Oscar Talk
Posted by TFG on February 23rd, 2008
Yes, another No Country For Old Men post, borrowing heavily, nay, completely from Mike Whybark:
All three films share with No Country (as well as the majority of all the other films by the team) a deeply misanthropic view of the world, which endears them mightily to me. However, all three present a traditional resolution to their events even as the films clearly present a disturbing and amoral outcome of the plots they convey. In No Country, the assassin’s unexpected wreck fills the role of the moral resolution, even as it remains ambiguous. Tommy Lee Jones’ retiring sheriff sits at his table and recounts a dream of his father leading the way to the underworld over a mountain pass, and the string of killings remains unresolved by the lawman, who has come to feel that he cannot bring justice to a world he believes he cannot understand.
Of course, the sheriff’s loss of faith is tragic precisely because we are shown that he does grasp the task he faces, even as he fails to protect his charges. He just doesn’t realize that he sees the pieces to the puzzle even as he tells others about them. In particular, when he muses out loud, distractedly, about the cattle hammer, we can see that his mind has assembled the parts of a puzzle we know he’s been thinking about, yet he never proceeds to an ‘aha!’ moment.
That pins down, with words, a lot of what I feel about both the book and the movie, and are too dumb to type.
So, anyway, I hope it makes more Oscars than that There’s Gonna Be Some Blood movie, just so I can do a fanboy dance for old Cormac, even if none of you internet bastards get what I’m going on about. ![]()




February 24th, 2008 at 8:55 am
Dang it, FG - you’re gonna set Dick off again, now.
February 24th, 2008 at 10:41 am
I think Dick’s had about enough of my unlettered lit-crit.
February 24th, 2008 at 3:01 pm
Hey, I loved NCFOM, book and movie. Still think it’s the best movie I’ve seen in years. I was very impressed by what the Coen’s did, but with a faithful adaptation and in the minor changes they made.

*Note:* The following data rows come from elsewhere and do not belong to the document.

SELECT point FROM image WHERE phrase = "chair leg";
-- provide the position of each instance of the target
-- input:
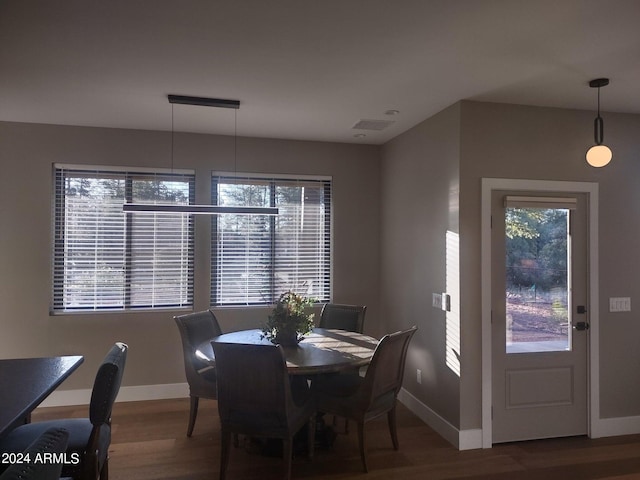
(363, 450)
(287, 453)
(391, 418)
(104, 473)
(225, 448)
(311, 436)
(193, 413)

Strongly looking forward t it coming out on DVD, or maybe I should just jump to Blu-Ray now.
February 25th, 2008 at 12:31 am
Well, using Whybark’s quote there, how about this? If it’s true that the sheriff can’t bring justice to a world he doesn’t understand, that suggests to me that he’s lost his faith in God (whether that’s explicitly stated in the book/film I don’t remember/know) making his own senses his only guide to reality. Otherwise he’d know there was a fixed morality for him to bring justice to, regardless of his understanding or lack of it. That would comport perfectly with what I think of McCarthy, that his work is nihilistic, i.e. he writes of violence for its own sake and no other. Which is very popular nowadays and so a very convenient attitude for an artists to take if he wants to make money. Having the villain die in a car wreck (I don’t remember that in the book) would underline life’s essential meaninglessness since it would be random and not a just desert. I would not be surprised if the flicker wins an Oscar or three. The Coens are one of the industry’s icons and McCarthy’s nihilism is right up the industry’s alley–tarts, Godlessness, and all.